Removing boundaries between disciplines to foster the most creative approaches to problem solving and learning is one goal of the Inspiring the Future Makers strategic plan. To enable the adoption of radically interdisciplinary education, the Office of the Provost recently awarded four Interdisciplinary Team Teaching Grants as part of the Future Maker Grant program.

“I am delighted to know the Future Maker Grant funds will facilitate the development of four new interdisciplinary courses for delivery to students beginning this Fall,” said Terry-Ann Jones, deputy provost for undergraduate education. “Helping students think beyond traditional disciplinary boundaries will serve them well as they contemplate their place in addressing the world’s problems.”

Four New Courses in Development

Four Future Maker Team Teaching Grants were selected to receive grant funding:

All Fun & Games: How Does Play Change Us? is a new interdisciplinary “Big Questions” seminar for first- year students in the College of Arts and Sciences. Associate Professor Will Lowry (Theatre) and Associate Professor Brooke Rollins (English) will pair humanities-based game studies theory with theatre-based practices in emergent storytelling, creative problem-solving experience design, and embodied narrative. The goal of this first-year seminar is to encourage students to explore the social, cultural and theoretical role of gaming in human life and to creatively apply this knowledge in the form of game play, game design and ludological inquiry.
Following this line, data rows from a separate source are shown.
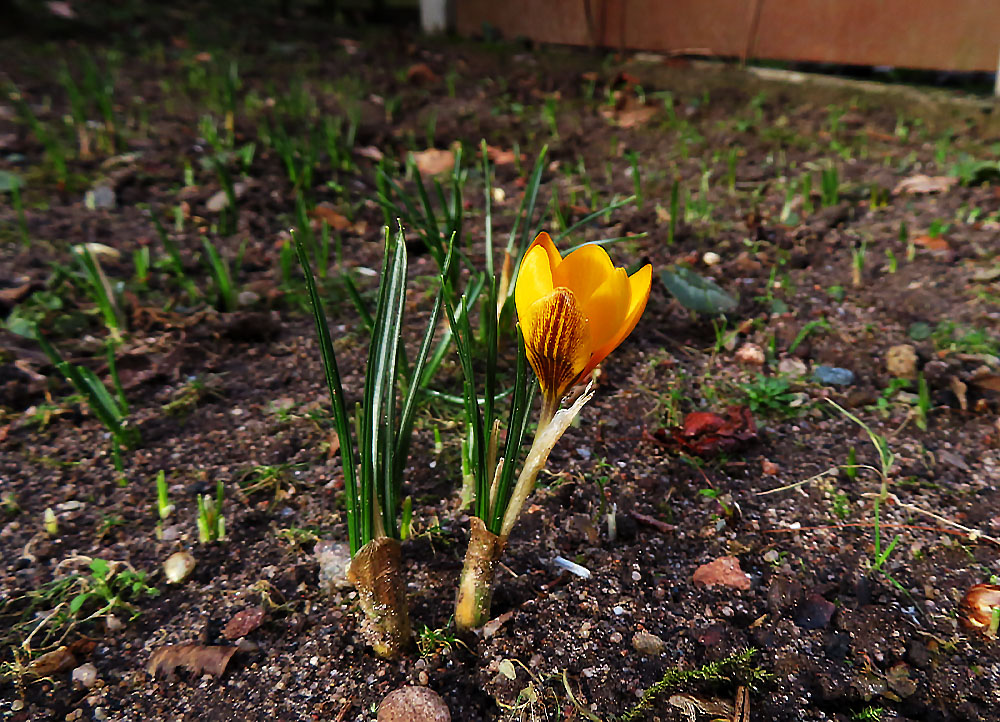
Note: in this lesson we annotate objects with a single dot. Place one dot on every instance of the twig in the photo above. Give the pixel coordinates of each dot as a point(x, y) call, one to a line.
point(883, 525)
point(650, 521)
point(787, 487)
point(973, 533)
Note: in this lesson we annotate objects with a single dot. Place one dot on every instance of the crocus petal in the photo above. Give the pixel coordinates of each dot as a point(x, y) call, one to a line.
point(584, 271)
point(556, 340)
point(534, 281)
point(607, 308)
point(639, 284)
point(544, 240)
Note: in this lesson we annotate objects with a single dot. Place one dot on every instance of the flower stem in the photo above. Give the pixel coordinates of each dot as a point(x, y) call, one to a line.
point(475, 587)
point(552, 425)
point(376, 573)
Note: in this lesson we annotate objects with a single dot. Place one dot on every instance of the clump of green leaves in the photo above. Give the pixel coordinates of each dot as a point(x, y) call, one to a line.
point(949, 336)
point(42, 618)
point(110, 407)
point(770, 395)
point(211, 523)
point(736, 668)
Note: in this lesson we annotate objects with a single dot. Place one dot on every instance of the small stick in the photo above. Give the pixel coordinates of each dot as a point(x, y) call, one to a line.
point(655, 523)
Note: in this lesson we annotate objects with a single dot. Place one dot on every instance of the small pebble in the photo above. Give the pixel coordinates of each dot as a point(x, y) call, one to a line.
point(413, 704)
point(833, 376)
point(85, 675)
point(178, 567)
point(750, 354)
point(648, 644)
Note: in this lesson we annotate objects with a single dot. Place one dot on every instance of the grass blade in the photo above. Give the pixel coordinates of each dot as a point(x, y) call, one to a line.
point(341, 420)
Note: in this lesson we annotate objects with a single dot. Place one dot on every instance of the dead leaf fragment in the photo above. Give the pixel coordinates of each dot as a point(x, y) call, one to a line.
point(434, 161)
point(493, 626)
point(54, 662)
point(370, 152)
point(925, 184)
point(705, 433)
point(990, 382)
point(243, 623)
point(934, 244)
point(630, 115)
point(196, 658)
point(724, 571)
point(498, 156)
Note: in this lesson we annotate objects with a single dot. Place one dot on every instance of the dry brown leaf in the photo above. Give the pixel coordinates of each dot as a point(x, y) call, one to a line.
point(196, 658)
point(723, 571)
point(370, 152)
point(959, 388)
point(434, 161)
point(630, 114)
point(990, 382)
point(501, 157)
point(421, 74)
point(934, 244)
point(243, 623)
point(493, 626)
point(925, 184)
point(58, 660)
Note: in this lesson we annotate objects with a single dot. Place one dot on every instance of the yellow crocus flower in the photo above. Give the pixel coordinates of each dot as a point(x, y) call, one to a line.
point(574, 311)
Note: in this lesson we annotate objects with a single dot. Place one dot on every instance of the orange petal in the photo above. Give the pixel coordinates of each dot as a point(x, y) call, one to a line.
point(607, 308)
point(584, 271)
point(639, 284)
point(545, 241)
point(534, 281)
point(556, 340)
Associate Professors Khurram Hussain (Religion Studies) and Nandini Deo (Political Science) will team together to co-teach the new “Big Questions” interdisciplinary seminar, Are Children People? focused on the question, “To what extent are children members of political communities entitled to self-determination?” This seminar will teach first-year students how to engage in debate, discussion and disagreement in a constructive and respectful manner, to be able to identify different disciplinary approaches to the same general question, and to learn how to formulate their own, well argued and well-informed answers.

What is Reality? is the name of a new undergraduate Big Questions first-year seminar course to be co-taught by Professor Almut Hupbach (Psychology) and Professor of Practice William Crow (Art, Architecture and Design). Drawing on the foundations of psychology, the meaning-making processes of the visual arts, and students' own interpretive and creative responses, students will be guided through creative exercises to examine their own realities. Students will be engaged in inquiry-based learning that involves active participation, creative responses and writing.

Funding was awarded to support an interdisciplinary course titled Opium Wars to the Opioid Epidemic to help students develop a thorough understanding of the historical background of the opioid epidemic and the current strategies being used to address opioid addiction locally and nationally, while also connecting them to professionals currently addressing this crisis. Assistant Professors Dustin Stoltz and Amy Johnson (Sociology and Anthropology) will team teach this course.

Data Informed Decision Future Maker Grants Proposal due April 15, 2024

Lehigh has invested in programs designed to support the success of the strategic plan throughout the academic year. The most recent invitation, announced at the January Strategic Plan Implementation Info Session, is focused on the decision making informed by qualitative and quantitative data and analysis initiative. As a reminder, Data Informed Decision future maker grant proposals are due April 15, 2024. Details on application submissions will be accepted through InfoReady.

We are all Future Makers at Lehigh University. The goals of Lehigh’s strategic plan will be achieved through the collective good work of our Lehigh community.